Put your gloves on to protect your hands.
Place a wooden block, roughly the same width as your tire, underneath the axle for support.
Drain the air from the tire using a flat bladed screwdriver to press on the air valve inside of the inlet stem. If the tire is already flat, go to the next step.
Remove the cotter pin holding the tire on to the axle by bending the ends up with your pliers and then pulling it out. Once the cotter pin has been removed, pull the tire off of the axle. The wooden block underneath the axle will support the front end for later installation of the new tire.
Press on the sidewalls to break the bead between tire and rim.

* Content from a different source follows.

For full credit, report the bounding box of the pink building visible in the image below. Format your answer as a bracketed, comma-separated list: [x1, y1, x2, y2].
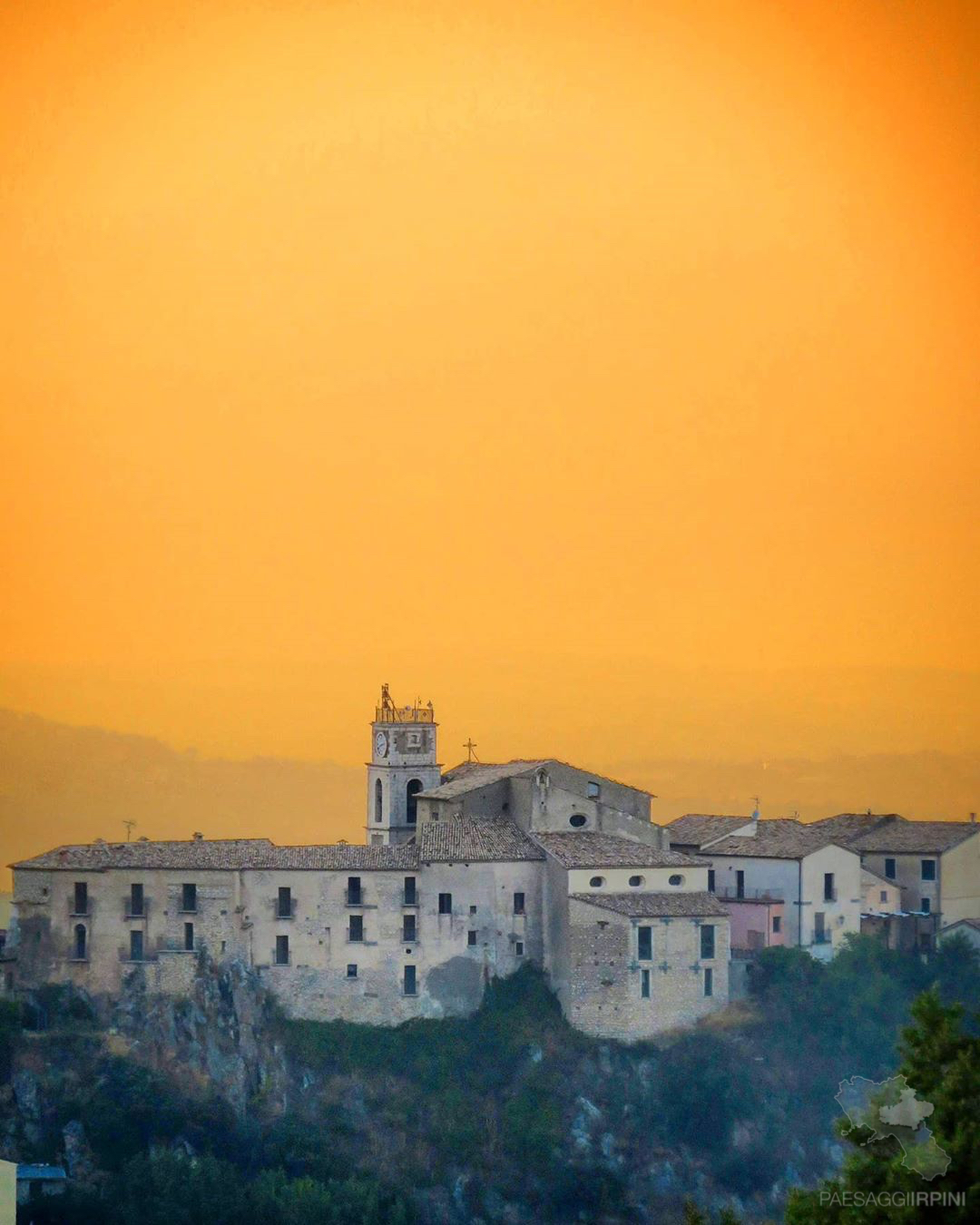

Insert one screwdriver underneath the front sidewall and pull it up and out over the rim. This first screwdriver will remain here.
Insert a second screwdriver next to the one already in place. Begin sliding it along while prying the sidewall up and over the rim edge. Move slowly and carefully around the rim, and when you are about half way around, the tire will pop free.
Insert a screwdriver under the rear sidewall exactly as you did on the front one, then insert the other screwdriver next to it. Using the same technique, move slowly and carefully around the rear sidewall until it too pops off. The old rubber will now be in your hands.
Place your new tire over the rim and firmly press on the rear sidewall. Move around the entire rim, pressing constantly, and at about the halfway point, the rear sidewall will pop onto the rim. Do the same thing to the front sidewall until it too pops onto the rim.
Pour, or using your fingers, spread some soapy water solution liberally onto the inner rim where the sidewall will make contact, Doing this will make a secure and airtight bead between rubber and rim.
Stand the tire up and begin to inflate it with a hand pump, or preferably an air compressor, to the point where the sidewalls contact the rim, and the tire is holding air.
Put the tire onto the axle of the tractor, push back in the cotter pin and, using a pliers, spread the ends of the pin around the axle to keep the tire in place.
Inflate the tire to manufacturers specifications using a tire gauge and pull out the wooden block.